In Moore, supra, we reversed a conviction sua sponte under similar circumstances. In that case, the trial judge expressly found the aggravating factors outweighed the mitigating factors. Id. at 451. The judge did not address the interests of justice. Yet, the judge imposed a downgraded sentence, stating "'I will follow the terms of the plea agreement.'" Ibid.

We held the sentence violated N.J.S.A. 2C:44-1f(2).
We can discern from the record no "compelling reason" for the sentence downgrade other than compliance with a plea bargain that was apparently tailored to come as close as possible to approaching the concurrent result contemplated in the earlier sentence.
The sentence before us plainly violates N.J.S.A. 2C:44-1f(2) because the court was not clearly convinced that mitigating factors substantially outweigh the aggravating factors. Indeed a contrary finding was made. Neither was the requisite determination made respecting a compelling interest of justice. Moreover, the sentence fails to conform to Megargel's carefully articulated teachings respecting a step-down sentence, as well as the substantial legislative limitations upon the court's authority to deviate from statutory sentencing guidelines. See Flores, supra.
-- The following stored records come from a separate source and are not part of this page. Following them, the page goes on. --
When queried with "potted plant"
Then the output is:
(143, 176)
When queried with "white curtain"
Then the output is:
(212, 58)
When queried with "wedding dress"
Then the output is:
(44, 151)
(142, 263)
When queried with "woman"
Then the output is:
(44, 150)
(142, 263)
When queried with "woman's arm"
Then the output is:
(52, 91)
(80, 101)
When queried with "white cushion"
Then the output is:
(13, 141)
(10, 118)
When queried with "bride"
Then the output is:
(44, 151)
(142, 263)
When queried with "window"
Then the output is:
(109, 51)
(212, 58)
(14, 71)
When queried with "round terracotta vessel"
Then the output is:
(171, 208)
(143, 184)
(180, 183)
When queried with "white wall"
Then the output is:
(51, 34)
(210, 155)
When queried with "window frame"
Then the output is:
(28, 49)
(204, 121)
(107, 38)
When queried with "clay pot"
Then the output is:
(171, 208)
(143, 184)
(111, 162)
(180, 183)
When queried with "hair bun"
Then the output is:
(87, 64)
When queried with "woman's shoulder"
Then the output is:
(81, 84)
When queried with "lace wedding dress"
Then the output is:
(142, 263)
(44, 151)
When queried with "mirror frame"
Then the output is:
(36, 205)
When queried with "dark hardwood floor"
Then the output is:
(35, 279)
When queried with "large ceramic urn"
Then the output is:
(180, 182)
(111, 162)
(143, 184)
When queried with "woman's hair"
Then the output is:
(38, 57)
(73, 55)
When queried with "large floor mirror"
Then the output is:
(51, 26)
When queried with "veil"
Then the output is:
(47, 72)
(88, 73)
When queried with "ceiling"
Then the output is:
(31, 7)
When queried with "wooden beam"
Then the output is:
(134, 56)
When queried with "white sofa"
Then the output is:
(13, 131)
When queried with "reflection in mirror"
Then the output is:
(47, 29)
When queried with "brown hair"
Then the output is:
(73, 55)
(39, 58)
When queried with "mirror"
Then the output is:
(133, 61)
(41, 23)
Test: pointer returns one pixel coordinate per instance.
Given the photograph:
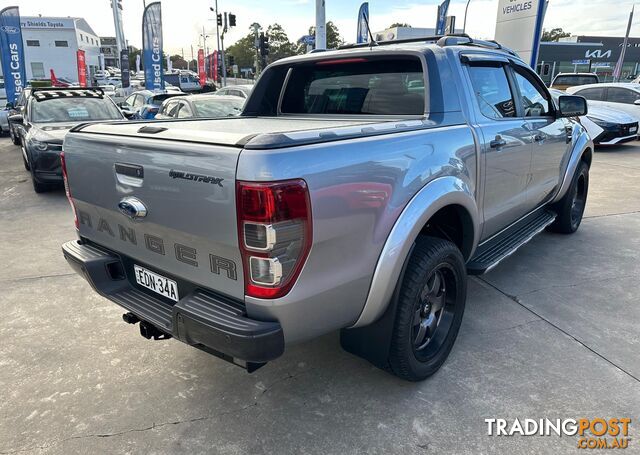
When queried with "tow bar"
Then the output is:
(147, 330)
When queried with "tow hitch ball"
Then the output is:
(147, 330)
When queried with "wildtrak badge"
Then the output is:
(196, 177)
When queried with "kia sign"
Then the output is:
(82, 68)
(12, 53)
(519, 27)
(152, 47)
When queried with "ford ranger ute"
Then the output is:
(356, 191)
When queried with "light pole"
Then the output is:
(218, 39)
(321, 25)
(464, 25)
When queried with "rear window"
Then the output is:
(73, 110)
(356, 86)
(575, 80)
(158, 99)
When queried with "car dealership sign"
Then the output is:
(519, 27)
(12, 53)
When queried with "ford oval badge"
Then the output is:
(132, 207)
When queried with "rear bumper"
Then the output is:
(202, 319)
(617, 140)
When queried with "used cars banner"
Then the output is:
(12, 53)
(152, 47)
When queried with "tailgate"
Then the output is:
(189, 231)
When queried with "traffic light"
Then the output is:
(264, 45)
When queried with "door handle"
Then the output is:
(497, 143)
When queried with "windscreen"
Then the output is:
(73, 110)
(356, 86)
(217, 108)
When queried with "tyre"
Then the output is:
(430, 306)
(14, 137)
(571, 207)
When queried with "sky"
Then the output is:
(183, 20)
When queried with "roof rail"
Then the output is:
(453, 39)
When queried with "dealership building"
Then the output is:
(588, 54)
(53, 43)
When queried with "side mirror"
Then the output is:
(16, 118)
(571, 106)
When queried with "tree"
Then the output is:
(554, 34)
(333, 37)
(243, 51)
(279, 44)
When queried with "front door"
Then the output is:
(506, 147)
(549, 135)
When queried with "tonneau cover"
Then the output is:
(233, 131)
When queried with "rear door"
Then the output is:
(506, 145)
(549, 135)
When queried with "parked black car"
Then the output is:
(16, 130)
(44, 121)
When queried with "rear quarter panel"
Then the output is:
(358, 189)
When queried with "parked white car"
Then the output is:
(606, 125)
(620, 96)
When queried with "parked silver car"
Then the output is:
(355, 192)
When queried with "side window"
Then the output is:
(594, 94)
(185, 111)
(534, 101)
(491, 88)
(622, 95)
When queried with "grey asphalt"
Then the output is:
(553, 332)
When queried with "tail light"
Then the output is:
(274, 230)
(67, 190)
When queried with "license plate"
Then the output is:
(157, 283)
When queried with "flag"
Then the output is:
(201, 74)
(617, 72)
(363, 19)
(443, 9)
(81, 60)
(152, 47)
(12, 53)
(125, 77)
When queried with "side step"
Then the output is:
(493, 251)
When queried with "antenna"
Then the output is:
(372, 42)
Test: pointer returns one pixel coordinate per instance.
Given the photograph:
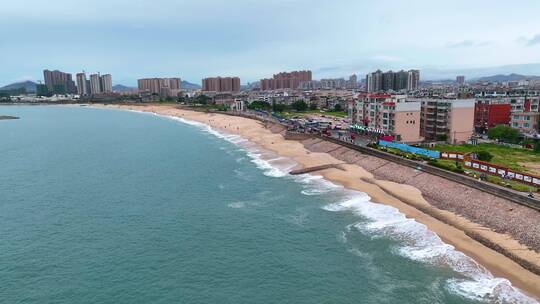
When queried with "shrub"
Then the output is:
(504, 133)
(484, 155)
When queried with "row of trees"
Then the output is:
(298, 106)
(510, 135)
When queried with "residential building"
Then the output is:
(164, 87)
(333, 83)
(221, 84)
(106, 83)
(353, 82)
(390, 114)
(58, 82)
(451, 120)
(392, 81)
(82, 89)
(286, 80)
(95, 84)
(413, 80)
(526, 122)
(490, 112)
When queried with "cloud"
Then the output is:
(532, 41)
(385, 58)
(468, 43)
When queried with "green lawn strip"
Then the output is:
(502, 155)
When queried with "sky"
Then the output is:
(254, 39)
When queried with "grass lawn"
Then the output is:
(310, 112)
(513, 158)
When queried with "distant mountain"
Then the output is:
(123, 88)
(28, 85)
(477, 73)
(506, 78)
(189, 86)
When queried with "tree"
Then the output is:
(504, 133)
(299, 105)
(259, 105)
(537, 147)
(442, 137)
(278, 107)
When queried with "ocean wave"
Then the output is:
(420, 244)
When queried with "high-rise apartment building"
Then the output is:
(58, 82)
(447, 119)
(413, 80)
(106, 83)
(353, 82)
(391, 114)
(95, 84)
(221, 84)
(286, 80)
(82, 89)
(392, 81)
(164, 87)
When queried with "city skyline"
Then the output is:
(351, 38)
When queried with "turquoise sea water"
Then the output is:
(109, 206)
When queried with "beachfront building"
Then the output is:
(392, 81)
(390, 114)
(163, 87)
(526, 122)
(286, 80)
(106, 83)
(221, 84)
(489, 112)
(82, 88)
(58, 82)
(95, 84)
(450, 120)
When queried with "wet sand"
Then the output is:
(449, 226)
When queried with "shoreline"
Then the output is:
(450, 227)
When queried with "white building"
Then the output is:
(82, 89)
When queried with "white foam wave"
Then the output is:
(423, 245)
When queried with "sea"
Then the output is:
(114, 206)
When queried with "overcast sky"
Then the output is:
(253, 39)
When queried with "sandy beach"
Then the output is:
(450, 226)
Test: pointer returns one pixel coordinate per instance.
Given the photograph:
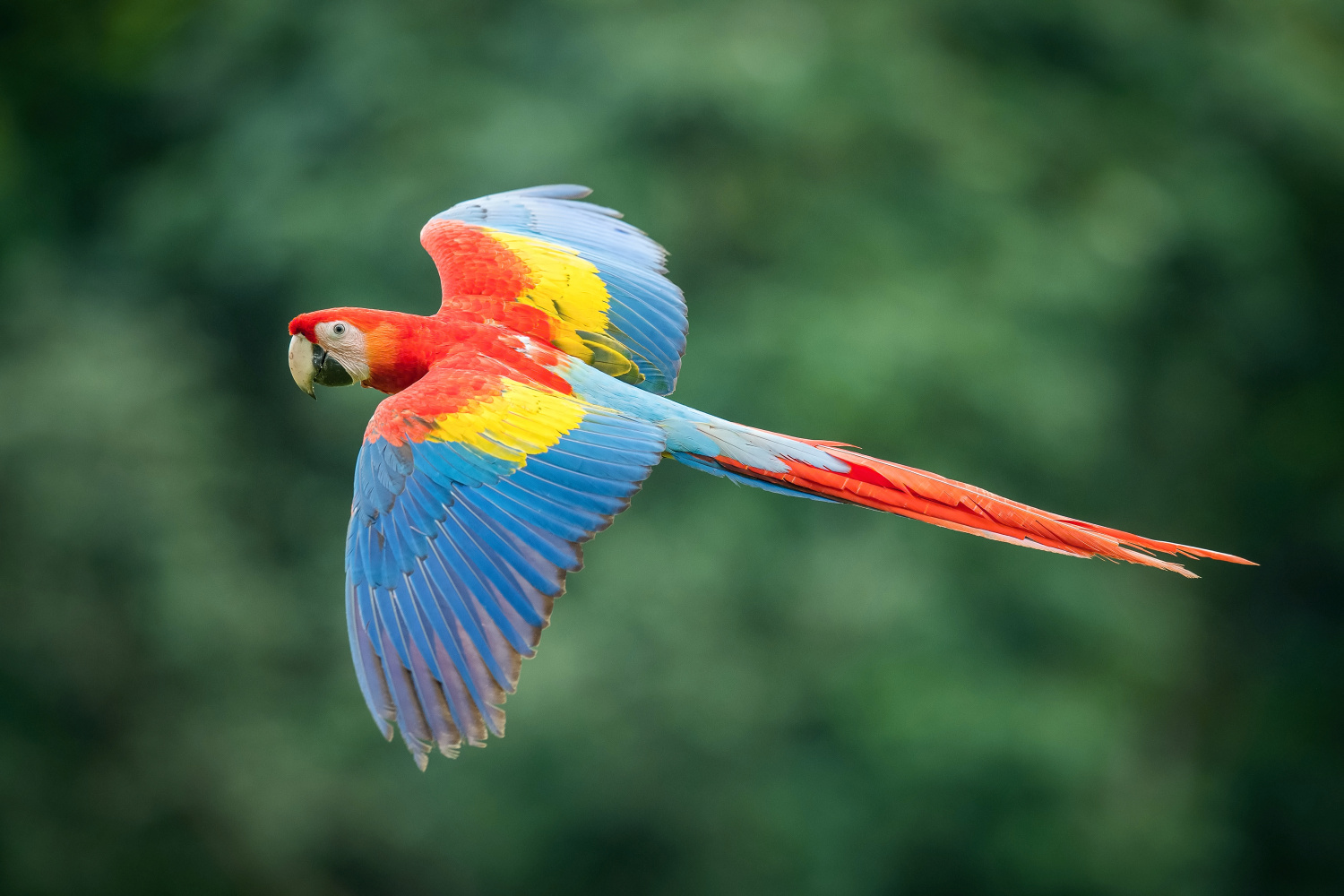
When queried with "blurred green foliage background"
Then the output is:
(1082, 253)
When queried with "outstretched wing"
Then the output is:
(473, 490)
(569, 271)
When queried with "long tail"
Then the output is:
(830, 471)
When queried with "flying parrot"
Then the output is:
(521, 419)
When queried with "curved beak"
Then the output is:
(309, 365)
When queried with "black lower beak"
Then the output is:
(330, 371)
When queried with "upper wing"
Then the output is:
(591, 284)
(473, 490)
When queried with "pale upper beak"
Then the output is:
(309, 365)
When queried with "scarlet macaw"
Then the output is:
(521, 419)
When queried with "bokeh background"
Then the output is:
(1082, 253)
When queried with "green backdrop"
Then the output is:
(1082, 253)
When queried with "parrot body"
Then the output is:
(521, 419)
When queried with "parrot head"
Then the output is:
(327, 349)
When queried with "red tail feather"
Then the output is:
(956, 505)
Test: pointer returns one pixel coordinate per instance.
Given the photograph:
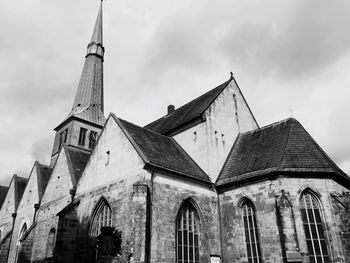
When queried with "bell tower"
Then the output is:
(81, 127)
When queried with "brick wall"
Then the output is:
(129, 211)
(168, 195)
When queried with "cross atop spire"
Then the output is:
(97, 36)
(88, 102)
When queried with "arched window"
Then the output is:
(251, 232)
(187, 234)
(50, 243)
(313, 226)
(102, 216)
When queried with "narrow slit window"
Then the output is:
(82, 136)
(187, 236)
(50, 243)
(92, 139)
(251, 232)
(314, 230)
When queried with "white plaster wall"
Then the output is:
(25, 211)
(263, 193)
(8, 207)
(227, 116)
(60, 181)
(122, 162)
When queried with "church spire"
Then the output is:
(88, 103)
(97, 35)
(86, 119)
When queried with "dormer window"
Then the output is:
(92, 139)
(82, 136)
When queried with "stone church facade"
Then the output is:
(203, 183)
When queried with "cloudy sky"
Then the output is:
(290, 58)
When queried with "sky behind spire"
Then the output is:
(290, 58)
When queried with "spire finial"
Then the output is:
(97, 36)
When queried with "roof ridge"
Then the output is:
(228, 156)
(222, 86)
(269, 125)
(334, 165)
(187, 155)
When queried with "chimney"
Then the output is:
(171, 109)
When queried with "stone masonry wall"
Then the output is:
(168, 195)
(25, 252)
(47, 219)
(128, 201)
(66, 236)
(341, 208)
(287, 227)
(209, 143)
(25, 211)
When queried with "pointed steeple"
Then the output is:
(88, 103)
(97, 36)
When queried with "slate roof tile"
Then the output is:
(45, 174)
(282, 146)
(186, 113)
(79, 161)
(163, 151)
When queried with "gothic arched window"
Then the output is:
(187, 235)
(313, 226)
(50, 243)
(251, 232)
(102, 216)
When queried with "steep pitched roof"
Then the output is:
(21, 186)
(3, 193)
(160, 151)
(280, 147)
(187, 113)
(78, 159)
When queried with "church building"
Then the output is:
(202, 184)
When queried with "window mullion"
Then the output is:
(255, 238)
(309, 226)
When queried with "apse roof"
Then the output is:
(3, 192)
(161, 151)
(186, 113)
(45, 174)
(79, 160)
(284, 146)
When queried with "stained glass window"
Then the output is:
(102, 216)
(187, 235)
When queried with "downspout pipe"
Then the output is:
(14, 215)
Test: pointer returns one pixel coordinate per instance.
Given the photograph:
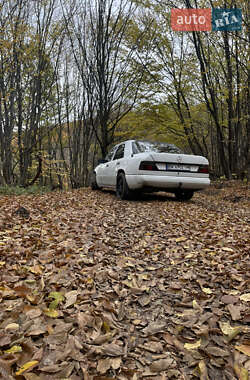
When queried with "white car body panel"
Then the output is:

[Moore, 377 N.J.Super. at 451.] In Moore, we vacated the defendant's sentence and remanded to permit the defendant an opportunity to withdraw his plea.

We perceive no alternative to vacating the sentence here as well. As the trial judge did not expressly balance the aggravating and mitigating factors, nor address the interest of justice standard, we remand for the court to do so. If the court cannot justify a downgraded sentence in compliance with N.J.S.A. 2C:44-1f(2) and Megargel, as well as the plea agreement, then the court shall allow defendant to withdraw her plea.

Reversed and remanded for further proceedings consistent with this opinion. We do not retain jurisdiction.